Hi Laura 2411 i am going to that school too!! i am currently trying to sort out my certs etc. at the moment...


----------



## laura2411 (Apr 11, 2013)

Hi Serendipity,

I am just waiting to get my last couple of bits back before I courier them off. What year group will you be teaching? Nice to talk to someone in the same boat as me!

Laura


----------



## Serendipity12 (Apr 10, 2013)

Well done you Laura, I've only just started looking into getting my certificates attested!! not really sure how it works . i am the special needs teacher! what about yourself? There is someone else on here who is also going to the same school. 

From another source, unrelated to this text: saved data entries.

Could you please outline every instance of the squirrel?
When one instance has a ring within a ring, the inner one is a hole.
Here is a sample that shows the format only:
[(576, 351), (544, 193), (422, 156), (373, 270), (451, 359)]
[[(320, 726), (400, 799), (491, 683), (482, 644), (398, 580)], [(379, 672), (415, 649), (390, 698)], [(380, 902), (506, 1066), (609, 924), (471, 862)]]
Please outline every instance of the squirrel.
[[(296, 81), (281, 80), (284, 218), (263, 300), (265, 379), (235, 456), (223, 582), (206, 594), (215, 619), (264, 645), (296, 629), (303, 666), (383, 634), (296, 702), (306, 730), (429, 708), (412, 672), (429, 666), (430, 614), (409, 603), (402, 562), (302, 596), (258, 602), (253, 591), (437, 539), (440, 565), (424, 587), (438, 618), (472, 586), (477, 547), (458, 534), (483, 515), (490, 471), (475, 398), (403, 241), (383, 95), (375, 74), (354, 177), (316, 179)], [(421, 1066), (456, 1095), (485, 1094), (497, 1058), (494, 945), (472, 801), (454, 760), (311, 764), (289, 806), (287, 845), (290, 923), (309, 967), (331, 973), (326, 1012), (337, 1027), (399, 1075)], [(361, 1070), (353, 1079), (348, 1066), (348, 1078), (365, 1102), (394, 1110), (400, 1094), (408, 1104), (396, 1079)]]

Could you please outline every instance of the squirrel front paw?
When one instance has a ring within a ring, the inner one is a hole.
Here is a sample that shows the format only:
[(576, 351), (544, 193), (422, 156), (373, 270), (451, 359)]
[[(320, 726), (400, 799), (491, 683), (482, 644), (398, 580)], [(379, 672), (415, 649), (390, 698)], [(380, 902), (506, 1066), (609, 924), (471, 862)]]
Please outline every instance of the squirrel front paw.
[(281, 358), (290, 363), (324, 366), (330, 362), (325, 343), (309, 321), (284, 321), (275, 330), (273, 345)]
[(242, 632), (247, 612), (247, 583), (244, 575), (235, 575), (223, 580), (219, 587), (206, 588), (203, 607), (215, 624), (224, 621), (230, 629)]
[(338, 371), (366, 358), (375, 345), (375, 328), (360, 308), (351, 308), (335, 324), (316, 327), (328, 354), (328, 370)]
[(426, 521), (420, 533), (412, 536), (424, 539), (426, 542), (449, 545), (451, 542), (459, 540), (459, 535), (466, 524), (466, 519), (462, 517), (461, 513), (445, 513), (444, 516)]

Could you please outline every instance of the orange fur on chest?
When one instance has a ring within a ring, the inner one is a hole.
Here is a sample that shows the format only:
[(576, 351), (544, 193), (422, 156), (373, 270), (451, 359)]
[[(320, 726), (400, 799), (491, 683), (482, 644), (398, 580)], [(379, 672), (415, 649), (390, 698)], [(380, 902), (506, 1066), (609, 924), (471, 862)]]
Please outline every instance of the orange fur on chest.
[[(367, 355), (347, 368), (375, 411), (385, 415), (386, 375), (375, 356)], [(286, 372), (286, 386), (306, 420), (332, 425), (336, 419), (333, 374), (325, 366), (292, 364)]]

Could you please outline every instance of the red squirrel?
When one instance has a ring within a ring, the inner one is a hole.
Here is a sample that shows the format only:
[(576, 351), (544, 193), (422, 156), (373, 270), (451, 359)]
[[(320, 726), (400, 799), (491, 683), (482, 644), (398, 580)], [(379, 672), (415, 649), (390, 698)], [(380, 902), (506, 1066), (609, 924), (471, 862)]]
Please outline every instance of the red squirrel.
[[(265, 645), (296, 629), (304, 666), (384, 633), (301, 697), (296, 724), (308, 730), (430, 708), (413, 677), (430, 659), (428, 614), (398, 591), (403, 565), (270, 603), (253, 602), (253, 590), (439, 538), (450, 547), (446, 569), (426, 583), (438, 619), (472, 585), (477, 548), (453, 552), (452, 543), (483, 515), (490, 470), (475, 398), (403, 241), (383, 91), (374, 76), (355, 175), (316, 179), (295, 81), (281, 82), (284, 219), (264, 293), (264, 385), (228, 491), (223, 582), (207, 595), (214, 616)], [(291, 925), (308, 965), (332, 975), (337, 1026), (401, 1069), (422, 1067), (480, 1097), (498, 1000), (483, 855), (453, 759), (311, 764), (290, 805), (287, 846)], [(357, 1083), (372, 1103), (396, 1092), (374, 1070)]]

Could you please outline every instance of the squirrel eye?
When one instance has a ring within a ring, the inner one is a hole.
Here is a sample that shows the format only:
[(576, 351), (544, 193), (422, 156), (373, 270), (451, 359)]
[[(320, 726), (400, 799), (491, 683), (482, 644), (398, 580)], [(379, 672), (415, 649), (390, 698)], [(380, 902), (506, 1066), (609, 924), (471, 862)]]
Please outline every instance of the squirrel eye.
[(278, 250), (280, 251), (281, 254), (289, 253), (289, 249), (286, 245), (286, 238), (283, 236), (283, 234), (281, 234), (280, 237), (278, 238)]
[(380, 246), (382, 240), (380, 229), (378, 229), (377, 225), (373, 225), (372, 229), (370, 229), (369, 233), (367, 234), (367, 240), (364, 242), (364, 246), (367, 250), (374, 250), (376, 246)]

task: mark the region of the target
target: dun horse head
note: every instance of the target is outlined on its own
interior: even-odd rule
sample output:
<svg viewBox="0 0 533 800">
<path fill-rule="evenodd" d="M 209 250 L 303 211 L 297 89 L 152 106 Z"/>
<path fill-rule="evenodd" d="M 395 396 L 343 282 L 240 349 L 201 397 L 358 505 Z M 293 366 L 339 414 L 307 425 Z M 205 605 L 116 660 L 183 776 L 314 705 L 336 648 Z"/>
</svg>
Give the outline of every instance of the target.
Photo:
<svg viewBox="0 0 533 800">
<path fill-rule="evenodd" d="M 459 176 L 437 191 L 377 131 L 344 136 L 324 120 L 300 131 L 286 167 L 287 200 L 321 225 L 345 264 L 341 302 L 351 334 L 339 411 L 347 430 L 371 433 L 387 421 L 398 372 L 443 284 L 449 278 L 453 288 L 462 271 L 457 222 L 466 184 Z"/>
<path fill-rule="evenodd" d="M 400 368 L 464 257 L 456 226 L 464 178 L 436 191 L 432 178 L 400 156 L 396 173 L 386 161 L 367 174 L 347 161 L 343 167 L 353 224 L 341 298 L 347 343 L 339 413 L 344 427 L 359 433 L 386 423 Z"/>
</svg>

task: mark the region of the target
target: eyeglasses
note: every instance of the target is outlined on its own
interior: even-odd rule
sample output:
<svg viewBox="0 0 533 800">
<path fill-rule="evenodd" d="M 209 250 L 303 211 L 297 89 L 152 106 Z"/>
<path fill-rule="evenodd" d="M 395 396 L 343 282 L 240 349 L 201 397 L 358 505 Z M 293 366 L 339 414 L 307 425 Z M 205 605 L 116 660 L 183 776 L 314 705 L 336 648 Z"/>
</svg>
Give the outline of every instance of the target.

Are you traveling over by yourself or with family? it is lovely to hear from someone else who is going. As it is a new school I am hoping there will be lots of people looking for friends


----------



## laura2411 (Apr 11, 2013)

Hi 

Yes commented on the other person's thread. I'm a reception teacher. I went to a solicitor who was also notary to get my degree attested. They are sorting it all for me but it has cost about £200. So not cheap. I'm moving alone. I saw you are going with your family. I think the fact that it is a new school means we will all be in the same boat with regards to meeting new friends. 
x


----------



## Stimpy1973 (Apr 11, 2013)

Serendipity12 said:


> Hi Laura 2411 i am going to that school too!! i am currently trying to sort out my certs etc. at the moment...


Cool then we'll probably see each other on the plane or when we get there


----------



## Stimpy1973 (Apr 11, 2013)

m1key said:


> Your wife's employer should be able to help. Your wife will need to earn around 12k AED a month to be able to sponsor you (though this could have changed). Info here.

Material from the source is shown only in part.